After a last second move from Knoxville and a stint in limbo without a home field, the Tennessee Diamonds pro softball team has begun workouts at Lipscomb’s Draper Diamond.
The Diamonds will play home games there, which start with an exhibition against the TN All Stars on June 4th.
After Knoxville owners failed to fund the team, forcing a move to Nashville in May, the players are happy to just be settled in and playing ball.
“It [moving weeks before the season’s start] may be chaotic for the front office but it’s not too chaotic for us,” shortstop Chelsea Spencer said. “We just want to play some softball.”
The team and management all are satisfied with Lipscomb’s facilities and grateful for the opportunity to use them. But a large part of the Diamonds’ task will be getting the word out about the team’s presence there.
National Pro Fastpitch (NPF) is a small, four-team league that faces challenges
in terms of success and growth. The Diamonds often find themselves promoters as well as players.
“Whenever we get out in the community we know that our biggest selling points are our athletes,” assistant general manager Lisa Iancin said. “Even if we go to sponsorship meetings we try to find interactive ways to showcase our athletes because they are the ones who are role models to the community – they sell the sport well.”
Recently, Diamonds’ players made appearances in the Nashville softball community at youth tournaments.
“I don’t think we ever stop promoting NPF, all season,” Spencer said.
Coach Ernie Reynolds expects a solid team, particularly his pitching staff.

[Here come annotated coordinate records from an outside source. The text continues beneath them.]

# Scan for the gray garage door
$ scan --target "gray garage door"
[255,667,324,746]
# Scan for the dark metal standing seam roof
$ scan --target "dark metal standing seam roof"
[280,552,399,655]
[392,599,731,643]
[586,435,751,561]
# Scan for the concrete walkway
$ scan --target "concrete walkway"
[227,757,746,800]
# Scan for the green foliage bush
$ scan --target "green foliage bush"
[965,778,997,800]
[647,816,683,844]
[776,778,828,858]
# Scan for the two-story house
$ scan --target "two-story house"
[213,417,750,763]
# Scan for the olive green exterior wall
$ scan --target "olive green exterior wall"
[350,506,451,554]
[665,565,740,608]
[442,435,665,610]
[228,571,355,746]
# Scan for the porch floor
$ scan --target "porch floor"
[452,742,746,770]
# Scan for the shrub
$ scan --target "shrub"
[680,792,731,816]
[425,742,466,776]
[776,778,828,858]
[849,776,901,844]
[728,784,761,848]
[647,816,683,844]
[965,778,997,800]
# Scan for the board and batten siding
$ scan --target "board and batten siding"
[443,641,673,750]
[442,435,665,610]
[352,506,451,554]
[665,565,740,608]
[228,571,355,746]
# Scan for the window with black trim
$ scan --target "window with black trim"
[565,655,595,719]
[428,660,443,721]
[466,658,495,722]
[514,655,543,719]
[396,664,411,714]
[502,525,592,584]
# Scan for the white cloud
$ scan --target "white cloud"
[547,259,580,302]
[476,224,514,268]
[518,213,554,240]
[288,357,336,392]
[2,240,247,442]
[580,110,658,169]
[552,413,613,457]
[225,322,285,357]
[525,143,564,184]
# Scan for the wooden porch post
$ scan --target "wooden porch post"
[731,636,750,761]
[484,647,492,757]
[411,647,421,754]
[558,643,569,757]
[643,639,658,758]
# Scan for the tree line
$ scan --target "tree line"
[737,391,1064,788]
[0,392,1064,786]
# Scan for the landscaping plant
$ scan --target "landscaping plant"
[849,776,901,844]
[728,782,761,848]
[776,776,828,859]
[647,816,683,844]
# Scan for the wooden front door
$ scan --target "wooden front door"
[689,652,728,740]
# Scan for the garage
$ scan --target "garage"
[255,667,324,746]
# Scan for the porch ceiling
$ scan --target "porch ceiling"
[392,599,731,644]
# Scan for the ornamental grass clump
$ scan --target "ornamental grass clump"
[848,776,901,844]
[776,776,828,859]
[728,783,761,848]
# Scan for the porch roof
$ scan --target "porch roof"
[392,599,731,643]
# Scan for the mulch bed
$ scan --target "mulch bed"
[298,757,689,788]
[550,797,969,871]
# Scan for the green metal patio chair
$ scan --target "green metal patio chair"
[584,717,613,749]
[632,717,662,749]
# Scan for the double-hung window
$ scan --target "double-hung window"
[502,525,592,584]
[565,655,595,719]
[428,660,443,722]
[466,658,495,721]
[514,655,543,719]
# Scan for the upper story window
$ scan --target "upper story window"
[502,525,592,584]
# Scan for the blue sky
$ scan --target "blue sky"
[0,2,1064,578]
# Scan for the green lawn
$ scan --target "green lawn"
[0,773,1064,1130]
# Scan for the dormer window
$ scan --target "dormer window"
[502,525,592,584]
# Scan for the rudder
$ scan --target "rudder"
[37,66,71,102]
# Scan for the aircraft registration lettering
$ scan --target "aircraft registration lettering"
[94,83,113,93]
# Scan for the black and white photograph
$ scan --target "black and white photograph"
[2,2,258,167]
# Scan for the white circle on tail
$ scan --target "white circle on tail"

The rotation boasts former Texas A&M star Megan Gibson and former UT standout Monica Abbott, who is finishing up a season in Japan and will not be available for the first few games.
Abbott will be reunited with her former UT catcher Shannon Doepking, who was acquired in the same trade with Orlando that brought Abbott. Iancin hopes the pair’s college success will translate to fans in the stands.
“We’ve really got to capitalize on that opportunity as far as capturing that fan base that remembers them in the championship game of the college world series not too long ago,” Iancin said.
Doepking is excited about re-establishing the duo’s chemistry as well as her return to Tennessee.
“There is nothing like returning to play a sport in Tennessee,” she said. “The fans just love softball and sports in general.”
Doepking notes that with Softball out of the Olympics, NPF is the pinnacle of the sport right now.
“I think everyone’s dream growing up as a kid was ‘I want to be an Olympic athlete’ and with that out of the question this is the next best thing, this is where all the Olympians play now,” she said. “It’s our job to be able to keep this league going so the young girls playing today can have that opportunity.”
With only four teams in the league the Diamonds are assured to be in the mix for a title and Coach Reynolds thinks the team is capable.
“We know that we’re going to be one of four teams competing for a national championship,’ he said. “So when it’s late August we want to be healthy and peaking.”
They also hope that by that time they will have piqued more than a minimum local interest.